In PixyMon if you uncomment line 23 in cblobmodule.cpp
MON_MODULE(CBlobModule);
and recompile, you will reveal a new properties tab (see attached pic) and several new menu options. This was our testbed for developing the current algorithm. Using the mon-module interface, new algorithms can be tested fairly easily using real pixels from Pixy. It would be cool if you (or someone) could improve on our existing algorithm, and we’d be able to see it in action and compare. It’s kind of fun to work with pixels at this level! (I think)
Happy to discuss more…
Hi Edward and Rich,
Many thanks for your responses and hints. Maybe my quite lengthy (sorry) pamphlet creates the impression that the color LUT is the root cause for all kinds of color detection problems Pixy might show under certain conditions. Actually I don’t know this. But I believe that a better color model for the lookup would be beneficial.
I agree with that “the lookup that occurs on the M0 side, the one that ignores Y, isn’t the end of color filtering.” But I think that it is the weak point of the filtering chain.

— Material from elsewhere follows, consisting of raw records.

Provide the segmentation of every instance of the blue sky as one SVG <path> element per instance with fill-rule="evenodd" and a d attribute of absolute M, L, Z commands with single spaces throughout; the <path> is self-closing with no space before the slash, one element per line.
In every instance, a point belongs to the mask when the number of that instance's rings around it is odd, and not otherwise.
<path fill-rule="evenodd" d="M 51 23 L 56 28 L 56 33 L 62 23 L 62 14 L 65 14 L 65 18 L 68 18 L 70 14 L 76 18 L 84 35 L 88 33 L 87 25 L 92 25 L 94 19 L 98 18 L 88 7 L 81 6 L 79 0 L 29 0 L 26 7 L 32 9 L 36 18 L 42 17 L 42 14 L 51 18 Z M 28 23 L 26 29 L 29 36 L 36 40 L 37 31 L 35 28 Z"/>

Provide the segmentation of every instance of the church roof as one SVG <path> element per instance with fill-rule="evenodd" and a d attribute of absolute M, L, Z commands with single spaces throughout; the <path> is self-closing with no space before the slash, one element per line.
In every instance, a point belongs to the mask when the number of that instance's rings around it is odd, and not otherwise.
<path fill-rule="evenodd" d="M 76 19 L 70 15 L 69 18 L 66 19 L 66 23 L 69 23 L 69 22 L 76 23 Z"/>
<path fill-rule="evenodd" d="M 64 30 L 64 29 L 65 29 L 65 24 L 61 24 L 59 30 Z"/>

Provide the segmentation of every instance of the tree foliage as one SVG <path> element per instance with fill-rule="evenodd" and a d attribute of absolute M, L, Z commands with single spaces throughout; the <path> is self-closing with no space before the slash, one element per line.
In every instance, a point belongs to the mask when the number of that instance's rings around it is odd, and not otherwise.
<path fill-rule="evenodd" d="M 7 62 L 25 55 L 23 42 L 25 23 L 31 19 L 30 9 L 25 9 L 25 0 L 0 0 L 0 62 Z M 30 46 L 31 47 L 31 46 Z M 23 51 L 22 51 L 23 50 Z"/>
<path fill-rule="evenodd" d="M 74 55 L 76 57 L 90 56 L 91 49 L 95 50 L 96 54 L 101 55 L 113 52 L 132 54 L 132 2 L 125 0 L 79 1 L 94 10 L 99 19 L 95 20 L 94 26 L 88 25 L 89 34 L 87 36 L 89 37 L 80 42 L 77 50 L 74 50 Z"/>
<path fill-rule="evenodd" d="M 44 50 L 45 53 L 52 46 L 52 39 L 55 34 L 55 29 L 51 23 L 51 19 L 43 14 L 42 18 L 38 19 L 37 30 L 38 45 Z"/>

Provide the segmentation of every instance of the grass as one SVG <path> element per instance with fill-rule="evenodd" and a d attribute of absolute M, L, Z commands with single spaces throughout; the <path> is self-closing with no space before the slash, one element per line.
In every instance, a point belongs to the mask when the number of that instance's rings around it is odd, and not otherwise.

“The lookup simply eliminates pixels to reduce the processing load on the M4.”: This actually applies only, if there is only one signature defined. In fact the lookup does a bit more: It already assigns the signature to a pixel and the final filtering on the M4 just checks the compatibility to this preselected signature. It does not check if the pixel would better fit to another signature. Thus, if the lookup classifies a pixel due to the suboptimal color model incorrectly, the final filtering step won’t fix it.
This is illustrated by a little experiment in the attached pdf.
Many thanks for the MON_MODULE(CBlobModule) hint. I’m looking forward to check this out. … But first I have to get PixyMon built correctly … it builds, OK some warnings, but when I start it, it crashes immediately. So maybe I will bother you with some silly build questions. First I will try to get a clean installation. I just installed the open-source-mingw-qt on top of an already existing msvs installation. Maybe this was a bad idea.
Cheers,
Helmut
Hello Helmut,
The LUT has some constraints. It’s possible (conceptually) for a pixel to satisfy all 7 color signatures if the signatures overlap in hue-space, but the LUT only returns 1 signature. To deal with the potential conflict, the LUT is prioritized, with signature 1 getting priority and any LUT entries that are left over are available for signatures 2 through 7. This can result in some strangeness if you have two signatures that are close to each other in the hue space, but we did it this way for efficiency. It’s expected/assumed that most signatures occupy their own niche in hue-space and don’t have to share with other signatures. This assumption sometimes breaks though.
Regarding the crash, try copying the libusb-1.0.dll into the same directory as the PixyMon executable.